SEBÖ hatte sich im Spätherbst 2017 nach dem Zusammenbruch der Großen Koalition gegründet. Die Grundidee war und ist der Aufbau einer demokratischen und sozialen Opposition sowie die Herstellung der verfassungsgemäßen außenpolitischen Neutralität – unabhängig davon in welchen Farben die extreme kapitalistische Mitte jeweils schimmern mag.
Seither haben diese Eliten massive Angriffe sowohl auf der politischen als auch der sozialen Ebene initiiert. Die Dauerattacken gegen die Muslime waren schon bevor übliche Praxis, wenn auch nicht derartig stark von der Regierungsbank aus. Diese untergraben systematisch die demokratischen Grundrechte und zementieren einen imaginären inneren Feind, der von der Verantwortung der Herrschenden ablenkt (funktionaler Antisemitismus). Die autoritären Covid-Maßnahmen brachten in der Zweiten Republik bisher unbekannte Demo-Verbote und einen Testlauf für den Ausnahmezustand, was eine massive demokratische (aber nicht soziale) Protestbewegung größten Ausmaßes hervorrief. Auch die neutralitätswidrige politische Beteiligung am NATO-Krieg gegen Russland und die Verhängung der selbstschädigenden Sanktionen stießen auf Opposition. Diese konnte aber kleingehalten werden und schwelt subkutan. In beiden Fällen versagte die historische Linke kläglich und stellte sich auf die Seite des Regimes.
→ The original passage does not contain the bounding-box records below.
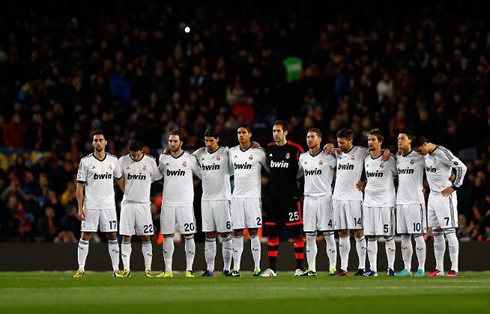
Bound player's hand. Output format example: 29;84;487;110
323;143;334;155
381;148;391;161
442;186;454;196
78;207;85;220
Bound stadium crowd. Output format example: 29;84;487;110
0;1;490;243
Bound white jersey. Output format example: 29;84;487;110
229;145;268;198
332;146;369;201
77;153;117;209
194;147;231;201
114;154;162;204
158;152;201;206
396;150;425;205
424;146;466;192
363;154;397;207
298;151;337;197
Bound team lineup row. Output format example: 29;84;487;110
74;121;466;277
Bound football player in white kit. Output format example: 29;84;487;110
412;136;466;277
115;141;162;277
73;130;123;278
362;129;397;276
326;129;390;276
194;128;233;277
298;128;337;276
157;130;201;278
396;130;427;277
229;124;268;277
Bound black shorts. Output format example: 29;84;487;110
265;198;303;226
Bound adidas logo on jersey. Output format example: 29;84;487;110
167;169;185;177
201;164;220;170
337;164;354;170
271;161;289;168
128;173;146;180
233;163;252;170
398;168;414;174
94;172;112;180
305;168;322;176
366;170;383;178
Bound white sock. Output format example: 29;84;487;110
401;234;413;271
356;236;366;269
163;236;174;272
121;241;132;270
445;229;459;272
367;237;378;272
339;237;350;271
414;235;427;271
185;235;196;271
385;237;396;270
323;231;337;270
306;232;318;271
107;240;119;271
250;234;261;269
233;236;243;270
434;232;446;272
221;236;233;271
204;238;216;272
141;241;153;270
78;239;89;271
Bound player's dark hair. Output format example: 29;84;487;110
308;128;322;137
168;129;182;140
273;120;288;131
237;123;252;133
204;128;219;138
398;129;415;140
368;128;385;142
129;140;143;152
92;130;105;138
337;129;354;141
412;135;429;148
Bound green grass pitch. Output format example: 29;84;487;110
0;272;490;314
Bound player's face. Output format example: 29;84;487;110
272;124;288;142
168;135;182;153
92;135;107;152
398;133;411;150
236;128;252;143
306;132;322;149
337;137;352;152
368;134;383;150
204;136;219;152
129;150;143;160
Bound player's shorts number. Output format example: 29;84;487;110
143;225;153;233
184;222;194;231
289;212;299;221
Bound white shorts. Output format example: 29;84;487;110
81;208;117;232
427;192;458;229
396;204;427;234
303;195;333;232
119;203;153;236
201;200;232;233
231;196;262;230
362;206;395;236
160;205;197;234
332;200;362;230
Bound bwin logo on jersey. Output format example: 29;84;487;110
271;160;289;168
167;169;185;177
94;172;112;180
128;173;146;180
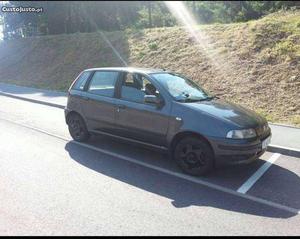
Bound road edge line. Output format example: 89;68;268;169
237;153;281;194
0;91;65;109
0;118;300;215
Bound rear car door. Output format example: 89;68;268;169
115;72;170;146
81;71;119;132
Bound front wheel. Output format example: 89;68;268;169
68;113;90;142
174;137;214;176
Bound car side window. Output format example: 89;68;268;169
121;73;159;103
88;71;119;97
72;71;91;90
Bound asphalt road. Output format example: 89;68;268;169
0;96;300;235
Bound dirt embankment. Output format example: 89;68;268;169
0;10;300;126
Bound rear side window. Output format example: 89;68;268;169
72;71;91;90
88;71;119;97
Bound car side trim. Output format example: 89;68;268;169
90;130;168;151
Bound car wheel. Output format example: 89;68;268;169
68;114;90;142
174;137;214;176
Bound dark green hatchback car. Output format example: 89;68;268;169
65;67;271;175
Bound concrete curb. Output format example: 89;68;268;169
0;88;300;157
268;122;300;129
0;91;65;109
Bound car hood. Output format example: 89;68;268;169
184;99;267;128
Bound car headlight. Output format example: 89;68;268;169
226;129;256;139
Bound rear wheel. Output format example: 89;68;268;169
174;137;214;176
68;113;90;142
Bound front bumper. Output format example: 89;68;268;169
210;132;272;165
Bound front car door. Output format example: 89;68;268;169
115;72;171;147
81;71;119;132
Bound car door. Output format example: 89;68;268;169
81;71;119;132
115;73;170;146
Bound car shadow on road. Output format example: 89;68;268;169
65;141;300;218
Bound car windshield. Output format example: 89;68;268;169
152;72;213;102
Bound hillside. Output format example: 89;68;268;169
0;10;300;126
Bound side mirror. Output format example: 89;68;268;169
144;95;162;105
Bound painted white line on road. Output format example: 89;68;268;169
0;118;300;214
237;153;281;193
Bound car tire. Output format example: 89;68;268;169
68;113;90;142
173;137;214;176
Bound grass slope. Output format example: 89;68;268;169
0;10;300;126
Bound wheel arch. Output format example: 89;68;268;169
170;131;215;161
66;110;85;124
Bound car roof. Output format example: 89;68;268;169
84;67;167;74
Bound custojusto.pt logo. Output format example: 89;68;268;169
1;6;43;13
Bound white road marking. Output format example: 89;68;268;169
0;118;300;214
237;153;281;194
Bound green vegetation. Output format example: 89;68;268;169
0;1;300;39
0;10;300;126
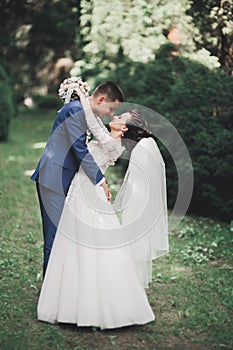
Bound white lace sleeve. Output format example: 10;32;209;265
80;94;124;164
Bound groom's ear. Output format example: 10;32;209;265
121;125;128;132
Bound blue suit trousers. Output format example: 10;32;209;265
36;183;65;276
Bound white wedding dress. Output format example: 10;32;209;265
37;93;167;329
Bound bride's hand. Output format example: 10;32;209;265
101;181;112;202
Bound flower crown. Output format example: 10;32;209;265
58;77;90;104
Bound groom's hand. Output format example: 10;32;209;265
101;181;112;202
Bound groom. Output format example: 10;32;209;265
31;78;124;275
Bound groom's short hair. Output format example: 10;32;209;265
93;80;124;102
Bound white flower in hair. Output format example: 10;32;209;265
58;77;90;104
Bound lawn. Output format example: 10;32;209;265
0;111;233;350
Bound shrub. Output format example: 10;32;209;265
0;64;16;142
32;94;62;109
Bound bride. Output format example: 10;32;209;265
37;83;168;329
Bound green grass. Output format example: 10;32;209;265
0;111;233;350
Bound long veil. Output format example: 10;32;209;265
114;137;169;287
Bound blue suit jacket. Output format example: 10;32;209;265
31;100;103;195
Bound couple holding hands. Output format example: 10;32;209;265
32;78;168;329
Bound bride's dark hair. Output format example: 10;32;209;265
122;109;155;153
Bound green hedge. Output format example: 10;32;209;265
80;45;233;221
32;94;63;109
0;64;16;142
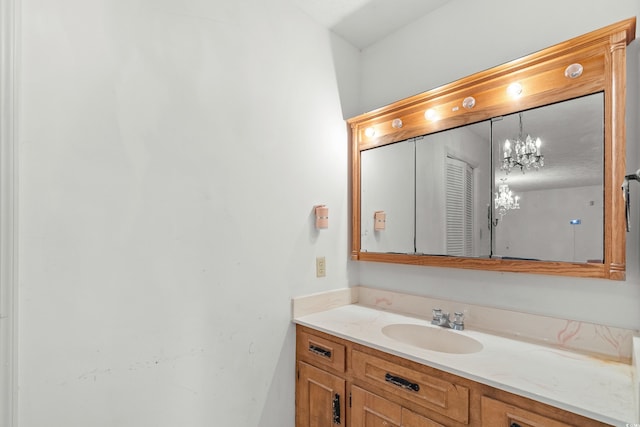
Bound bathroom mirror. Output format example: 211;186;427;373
491;92;604;263
348;18;635;280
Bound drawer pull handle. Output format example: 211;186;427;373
332;393;340;424
384;373;420;391
309;344;331;359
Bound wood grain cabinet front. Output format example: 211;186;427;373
351;350;469;424
482;396;580;427
296;362;346;427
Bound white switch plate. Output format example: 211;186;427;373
316;256;327;277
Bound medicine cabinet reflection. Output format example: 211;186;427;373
348;18;635;280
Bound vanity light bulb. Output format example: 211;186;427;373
507;83;522;98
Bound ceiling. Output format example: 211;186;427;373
291;0;451;49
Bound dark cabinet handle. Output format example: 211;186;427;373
384;373;420;392
309;344;331;359
331;393;340;424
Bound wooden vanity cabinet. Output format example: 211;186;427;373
296;325;608;427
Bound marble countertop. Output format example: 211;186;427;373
294;304;638;426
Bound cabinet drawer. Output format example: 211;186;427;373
296;331;345;372
352;350;469;424
482;396;576;427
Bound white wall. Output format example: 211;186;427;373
18;0;357;427
351;0;640;328
494;185;604;262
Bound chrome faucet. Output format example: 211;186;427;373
431;308;464;331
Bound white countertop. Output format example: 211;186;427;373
294;304;638;426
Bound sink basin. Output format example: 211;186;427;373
382;324;482;354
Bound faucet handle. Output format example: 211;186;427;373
453;311;464;331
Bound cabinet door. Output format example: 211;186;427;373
350;386;402;427
296;362;345;427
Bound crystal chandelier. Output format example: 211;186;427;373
500;113;544;173
493;178;520;219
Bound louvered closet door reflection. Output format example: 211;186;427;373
446;157;473;256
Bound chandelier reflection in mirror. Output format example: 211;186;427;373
493;178;520;221
500;113;544;173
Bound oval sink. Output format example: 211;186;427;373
382;324;482;354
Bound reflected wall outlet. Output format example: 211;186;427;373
316;256;327;277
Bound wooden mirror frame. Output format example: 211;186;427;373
347;18;636;280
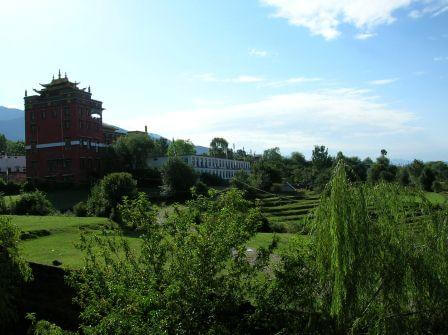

Und dann kam der akute Völkermord in Palästina ab Oktober 2023, den Regierung und Medien auf ekelhafte Weise bejubelten und als „Kampf gegen den Antisemitismus“ umlogen. Die Massenbewegung dagegen versuchte der politisch-mediale Komplex zu unterdrucken, was aber nur teilweise gelang. Seither schmilzt der bisherige Konsens für den israelisch-westlichen Kolonialismus wie Butter in der Sonne dahin.
Ein Ergebnis dessen ist die demokratische Gegenwehr in Form der „Liste GAZA – Stimmen gegen den Völkermord“. Die furchtbare Perspektive, dass jede kommende Regierung wieder als Apologetin des Völkermords handeln würde, diente als Geburtshelfer der Idee, das Versprechen der repräsentativen Demokratie beim Wort zu nehmen. „Wenn sie uns überall ausschließen, dann treten wir aus Protest doch selbst an!“ Um exakt zu sein: dies geschah am 2.5.2024 bei einer Diskussionsveranstaltung im „Freien Wort – offener Debattenraum“, ein Ort, dessen Entstehung selbst eine Reaktion auf die Meinungsdiktate ist. „Wenn sie uns alle Räume verweigern, dann schaffen wir uns eben unseren eigenen, freien!“ Denn für oppositionelle Themen wurden die verfügbaren Räumlichkeiten immer weniger bis hin zu gar keinen.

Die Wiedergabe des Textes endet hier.